The long-running conflict between the government and separatist Muslim rebels has caused severe hardship for many of the 15 million Filipinos on southern Mindanao and nearby islands, and has resulted in more than 120,000 deaths since it first erupted in 1972. Both government and insurgent forces have committed summary killings and other human rights abuses. MILF guerrillas have attacked many Christian villages. Separately, the smaller Abu Sayyaf Group has kidnapped, tortured, and beheaded some civilians. Islamist militants are suspected in a string of bombings on Mindanao in recent years, including one that killed six people in October 2006, as well as bombings in Jolo City in February and March 2006. The Abu Sayyaf was suspected of planning attacks during the Association of Southeast Asian Nations summit in the town of Cebu in December 2006.

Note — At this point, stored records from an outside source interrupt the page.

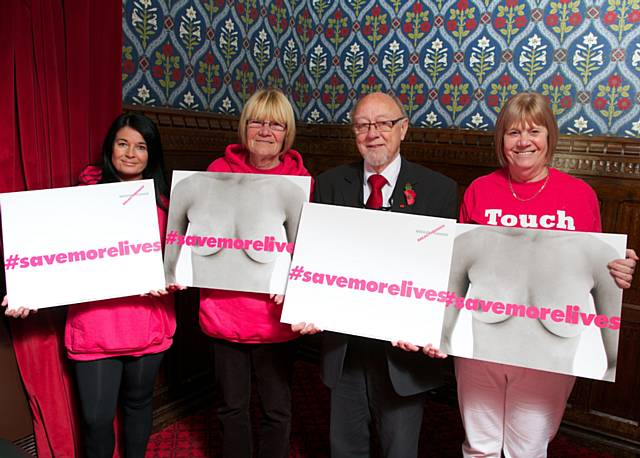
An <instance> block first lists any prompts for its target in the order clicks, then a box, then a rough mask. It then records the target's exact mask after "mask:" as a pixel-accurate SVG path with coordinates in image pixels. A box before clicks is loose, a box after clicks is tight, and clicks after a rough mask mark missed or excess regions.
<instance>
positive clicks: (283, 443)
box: [214, 340, 295, 458]
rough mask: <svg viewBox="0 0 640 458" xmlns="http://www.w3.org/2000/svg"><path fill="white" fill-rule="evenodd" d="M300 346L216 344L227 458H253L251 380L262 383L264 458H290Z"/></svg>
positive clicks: (225, 448) (223, 429)
mask: <svg viewBox="0 0 640 458" xmlns="http://www.w3.org/2000/svg"><path fill="white" fill-rule="evenodd" d="M294 352H295V343H293V342H285V343H275V344H239V343H234V342H228V341H225V340H216V341H215V343H214V358H215V379H216V389H217V391H218V398H219V403H218V406H217V412H218V418H219V419H220V422H221V424H222V451H223V456H224V458H251V456H252V440H251V435H252V433H251V420H250V415H249V404H250V400H251V374H252V371H253V373H254V375H255V379H256V388H257V390H258V395H259V397H260V406H261V409H262V417H261V421H260V434H259V443H258V456H259V457H261V458H287V457H288V456H289V435H290V433H291V376H292V370H293V357H294Z"/></svg>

In the countryside, especially central and southern Luzon, the 10,000-strong NPA, the Communist paramilitary group, continues to engage in low-level executions, acts of torture, and kidnappings. Meanwhile, the army and progovernment militias operating in Mindoro Oriental and other provinces are responsible for summary killings, disappearances, torture, and illegal arrests while fighting Communist rebels. The number of internally displaced persons in the Philippines is close to 160,000.
Citizens may travel freely, and there are no restrictions on employment or place of residence. The government generally respects the privacy of its citizens, but the poor security situation inhibits individuals’ ability to operate private businesses.
Filipino women have the same legal rights as men, though this is not always borne out in practice. Women have made many social and economic gains in recent years, and more women than men now enter high school and university. Women face some discrimination in the private sector, however, and have a higher unemployment rate than men. The UN Development Program’s 2006 Human Development Report ranks the Philippines at 84 out of 177 countries on its Gender Empowerment Index, which measures gender inequality in economic participation and decision making (including over economic resources) and political participation.
Rape, domestic violence, sexual harassment on the job, and trafficking of Filipino women and girls abroad and at home for forced labor and prostitution continue to be major problems despite efforts in government and civil society to protect women from violence and abuse. There are reports of bonded labor, especially of children, in blackmarket trades such as prostitution and drug trafficking. The NPA, MILF, and Abu Sayyaf have been accused of using child soldiers.